You are viewing a plain text version of this content. The canonical link for it is here.
Posted to mapreduce-issues@hadoop.apache.org by "Jason Lowe (JIRA)" <ji...@apache.org> on 2013/01/19 01:56:15 UTC
[jira] [Updated] (MAPREDUCE-4946) Type conversion of map completion events leads to performance problems with large jobs

     [ https://issues.apache.org/jira/browse/MAPREDUCE-4946?page=com.atlassian.jira.plugin.system.issuetabpanels:all-tabpanel ]

Jason Lowe updated MAPREDUCE-4946:
----------------------------------

    Attachment: MAPREDUCE-4946.patch

Attaching a patch that works around the problem by caching the type conversion of the map completion event.

It's a bit messy since previously we relied on the fact that updating the task completion event during a fetch failure implicitly updated map completion event since they were the same object.  When it's cached separately, we need a way to quickly lookup the cached map event from the task event so it can be updated as well.

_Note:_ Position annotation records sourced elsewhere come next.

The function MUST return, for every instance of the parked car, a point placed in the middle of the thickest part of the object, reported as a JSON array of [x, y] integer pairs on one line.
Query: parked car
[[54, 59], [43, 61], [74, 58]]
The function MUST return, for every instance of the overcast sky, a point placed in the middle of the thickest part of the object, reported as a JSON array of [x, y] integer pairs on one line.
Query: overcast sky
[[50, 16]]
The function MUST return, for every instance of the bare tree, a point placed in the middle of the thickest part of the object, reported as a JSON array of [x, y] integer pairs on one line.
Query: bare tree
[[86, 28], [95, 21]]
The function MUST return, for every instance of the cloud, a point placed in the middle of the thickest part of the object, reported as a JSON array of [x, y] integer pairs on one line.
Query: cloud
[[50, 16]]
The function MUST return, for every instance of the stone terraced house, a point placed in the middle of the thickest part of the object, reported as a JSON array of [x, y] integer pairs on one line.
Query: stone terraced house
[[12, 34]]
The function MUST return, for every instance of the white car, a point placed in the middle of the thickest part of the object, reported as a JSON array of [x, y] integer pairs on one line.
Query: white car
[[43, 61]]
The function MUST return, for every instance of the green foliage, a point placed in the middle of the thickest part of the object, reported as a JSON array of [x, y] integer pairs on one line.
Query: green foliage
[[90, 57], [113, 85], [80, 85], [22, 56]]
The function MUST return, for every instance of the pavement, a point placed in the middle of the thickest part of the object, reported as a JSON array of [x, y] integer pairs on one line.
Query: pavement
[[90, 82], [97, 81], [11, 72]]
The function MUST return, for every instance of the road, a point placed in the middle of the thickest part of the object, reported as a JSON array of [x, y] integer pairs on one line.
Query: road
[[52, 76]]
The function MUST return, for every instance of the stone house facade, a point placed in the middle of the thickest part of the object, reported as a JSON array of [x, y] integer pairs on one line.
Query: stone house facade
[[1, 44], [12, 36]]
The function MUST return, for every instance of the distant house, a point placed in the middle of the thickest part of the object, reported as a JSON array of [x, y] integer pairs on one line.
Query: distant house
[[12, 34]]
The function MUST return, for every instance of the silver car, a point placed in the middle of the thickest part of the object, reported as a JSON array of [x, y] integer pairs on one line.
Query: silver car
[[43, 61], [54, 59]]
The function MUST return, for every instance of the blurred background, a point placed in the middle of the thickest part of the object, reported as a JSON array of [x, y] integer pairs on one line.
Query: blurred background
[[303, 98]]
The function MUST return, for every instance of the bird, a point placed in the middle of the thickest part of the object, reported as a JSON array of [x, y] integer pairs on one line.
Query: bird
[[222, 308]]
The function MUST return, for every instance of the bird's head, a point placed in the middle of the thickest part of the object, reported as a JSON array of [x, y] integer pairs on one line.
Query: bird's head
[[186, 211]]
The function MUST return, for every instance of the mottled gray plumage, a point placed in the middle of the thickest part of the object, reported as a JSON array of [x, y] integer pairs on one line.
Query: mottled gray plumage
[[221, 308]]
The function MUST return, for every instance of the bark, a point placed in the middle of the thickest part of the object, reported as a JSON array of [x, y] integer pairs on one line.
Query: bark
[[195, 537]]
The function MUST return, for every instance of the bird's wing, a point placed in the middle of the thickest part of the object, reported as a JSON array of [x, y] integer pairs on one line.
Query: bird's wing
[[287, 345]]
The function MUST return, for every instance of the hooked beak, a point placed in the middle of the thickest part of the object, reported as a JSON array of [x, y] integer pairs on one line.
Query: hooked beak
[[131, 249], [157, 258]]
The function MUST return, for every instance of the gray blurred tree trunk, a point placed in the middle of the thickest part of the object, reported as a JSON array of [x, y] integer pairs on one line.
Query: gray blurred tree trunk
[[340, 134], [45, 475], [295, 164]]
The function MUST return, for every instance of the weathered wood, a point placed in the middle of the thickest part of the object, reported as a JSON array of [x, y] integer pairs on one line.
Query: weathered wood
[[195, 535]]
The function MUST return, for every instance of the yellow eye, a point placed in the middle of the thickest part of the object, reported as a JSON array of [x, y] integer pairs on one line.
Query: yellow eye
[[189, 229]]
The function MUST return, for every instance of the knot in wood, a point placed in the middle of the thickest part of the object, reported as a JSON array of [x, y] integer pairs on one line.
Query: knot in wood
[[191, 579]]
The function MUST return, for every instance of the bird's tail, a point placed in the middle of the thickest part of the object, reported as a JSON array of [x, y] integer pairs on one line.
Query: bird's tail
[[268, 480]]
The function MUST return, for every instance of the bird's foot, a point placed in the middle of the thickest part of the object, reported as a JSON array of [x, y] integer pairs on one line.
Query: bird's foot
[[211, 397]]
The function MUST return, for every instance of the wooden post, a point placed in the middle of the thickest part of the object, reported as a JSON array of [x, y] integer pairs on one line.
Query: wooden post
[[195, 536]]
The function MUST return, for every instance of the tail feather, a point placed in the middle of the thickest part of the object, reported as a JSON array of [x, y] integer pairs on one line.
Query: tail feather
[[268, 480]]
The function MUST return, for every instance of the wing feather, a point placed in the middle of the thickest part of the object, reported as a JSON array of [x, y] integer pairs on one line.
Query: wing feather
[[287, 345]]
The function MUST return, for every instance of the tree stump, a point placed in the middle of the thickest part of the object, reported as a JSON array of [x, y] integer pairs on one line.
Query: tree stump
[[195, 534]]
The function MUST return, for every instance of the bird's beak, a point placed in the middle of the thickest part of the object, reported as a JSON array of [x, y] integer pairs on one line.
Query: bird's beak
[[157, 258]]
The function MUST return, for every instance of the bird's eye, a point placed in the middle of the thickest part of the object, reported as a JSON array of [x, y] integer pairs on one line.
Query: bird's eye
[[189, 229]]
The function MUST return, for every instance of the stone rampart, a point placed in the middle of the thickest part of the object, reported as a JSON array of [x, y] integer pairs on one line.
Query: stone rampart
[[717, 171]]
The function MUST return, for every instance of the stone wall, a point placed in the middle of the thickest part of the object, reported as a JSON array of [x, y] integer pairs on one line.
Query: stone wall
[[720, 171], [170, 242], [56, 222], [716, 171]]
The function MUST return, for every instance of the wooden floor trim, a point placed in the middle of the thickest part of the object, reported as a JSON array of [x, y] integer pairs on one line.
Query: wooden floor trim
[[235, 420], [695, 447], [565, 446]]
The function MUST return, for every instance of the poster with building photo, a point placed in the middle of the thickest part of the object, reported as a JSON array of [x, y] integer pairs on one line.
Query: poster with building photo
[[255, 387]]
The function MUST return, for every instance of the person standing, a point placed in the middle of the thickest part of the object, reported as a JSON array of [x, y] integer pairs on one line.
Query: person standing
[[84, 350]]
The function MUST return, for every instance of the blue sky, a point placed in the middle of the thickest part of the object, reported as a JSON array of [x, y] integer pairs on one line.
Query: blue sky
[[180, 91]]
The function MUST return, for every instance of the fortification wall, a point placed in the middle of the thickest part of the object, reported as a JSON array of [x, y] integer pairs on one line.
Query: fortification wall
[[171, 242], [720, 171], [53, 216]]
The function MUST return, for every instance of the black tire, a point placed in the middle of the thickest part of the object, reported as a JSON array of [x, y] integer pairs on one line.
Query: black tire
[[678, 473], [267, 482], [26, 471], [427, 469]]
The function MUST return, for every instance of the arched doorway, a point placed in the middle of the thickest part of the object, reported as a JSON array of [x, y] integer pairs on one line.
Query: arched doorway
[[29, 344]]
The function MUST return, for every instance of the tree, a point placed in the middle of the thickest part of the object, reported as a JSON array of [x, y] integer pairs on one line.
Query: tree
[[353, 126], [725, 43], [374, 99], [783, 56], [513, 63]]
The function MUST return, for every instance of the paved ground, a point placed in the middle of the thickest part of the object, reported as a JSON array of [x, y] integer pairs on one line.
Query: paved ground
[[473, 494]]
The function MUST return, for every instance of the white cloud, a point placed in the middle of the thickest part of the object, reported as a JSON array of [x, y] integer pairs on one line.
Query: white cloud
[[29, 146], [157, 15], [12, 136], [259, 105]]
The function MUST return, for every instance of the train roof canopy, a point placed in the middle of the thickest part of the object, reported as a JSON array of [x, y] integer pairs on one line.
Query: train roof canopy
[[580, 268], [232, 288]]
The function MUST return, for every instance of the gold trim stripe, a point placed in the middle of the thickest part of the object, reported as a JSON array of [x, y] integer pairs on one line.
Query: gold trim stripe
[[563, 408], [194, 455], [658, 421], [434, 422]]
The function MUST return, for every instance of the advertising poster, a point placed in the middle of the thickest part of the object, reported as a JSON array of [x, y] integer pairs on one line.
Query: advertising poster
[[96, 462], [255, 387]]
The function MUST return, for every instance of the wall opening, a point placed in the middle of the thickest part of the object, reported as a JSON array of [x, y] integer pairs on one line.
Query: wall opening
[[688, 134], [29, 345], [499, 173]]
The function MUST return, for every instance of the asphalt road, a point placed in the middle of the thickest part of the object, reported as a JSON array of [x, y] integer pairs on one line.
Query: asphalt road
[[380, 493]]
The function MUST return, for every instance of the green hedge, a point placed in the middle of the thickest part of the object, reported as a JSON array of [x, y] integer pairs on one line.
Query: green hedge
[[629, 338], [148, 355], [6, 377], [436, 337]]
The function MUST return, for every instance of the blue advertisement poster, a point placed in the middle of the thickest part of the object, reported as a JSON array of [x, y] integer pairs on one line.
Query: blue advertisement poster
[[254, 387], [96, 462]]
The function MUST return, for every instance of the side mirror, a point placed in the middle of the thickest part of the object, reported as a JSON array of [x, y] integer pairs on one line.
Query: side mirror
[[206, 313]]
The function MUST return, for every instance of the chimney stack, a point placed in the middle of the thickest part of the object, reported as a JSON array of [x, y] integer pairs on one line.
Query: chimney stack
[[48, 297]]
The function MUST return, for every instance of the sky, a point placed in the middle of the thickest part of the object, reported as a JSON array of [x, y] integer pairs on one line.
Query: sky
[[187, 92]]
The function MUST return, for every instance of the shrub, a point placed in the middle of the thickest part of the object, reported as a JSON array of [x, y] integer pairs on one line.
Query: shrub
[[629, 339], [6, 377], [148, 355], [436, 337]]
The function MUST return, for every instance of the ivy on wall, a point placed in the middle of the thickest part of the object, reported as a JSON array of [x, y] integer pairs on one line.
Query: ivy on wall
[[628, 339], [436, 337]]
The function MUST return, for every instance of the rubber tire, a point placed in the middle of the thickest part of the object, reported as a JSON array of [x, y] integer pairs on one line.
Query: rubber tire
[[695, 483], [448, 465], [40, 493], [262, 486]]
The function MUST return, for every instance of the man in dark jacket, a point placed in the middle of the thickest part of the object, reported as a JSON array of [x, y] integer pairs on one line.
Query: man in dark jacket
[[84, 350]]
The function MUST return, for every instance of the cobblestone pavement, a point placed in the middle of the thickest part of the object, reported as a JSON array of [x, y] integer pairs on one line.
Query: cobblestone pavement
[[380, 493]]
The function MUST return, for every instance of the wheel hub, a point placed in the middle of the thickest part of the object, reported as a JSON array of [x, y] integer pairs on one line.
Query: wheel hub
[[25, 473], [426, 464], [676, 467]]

Manually tested this on a large cluster, and it seems to make things better wrt. a thundering herd of reducers trying to connect.

A cleaner fix would be to convert TaskUmbilicalProtocol to use TaskAttemptCompletionEvents directly so we don't need to convert them at all except when honoring the org.apache.hadoop.mapreduce.Job.getTaskAttemptCompletionEvents interface which is unlikely to be called in a performance-critical scenario.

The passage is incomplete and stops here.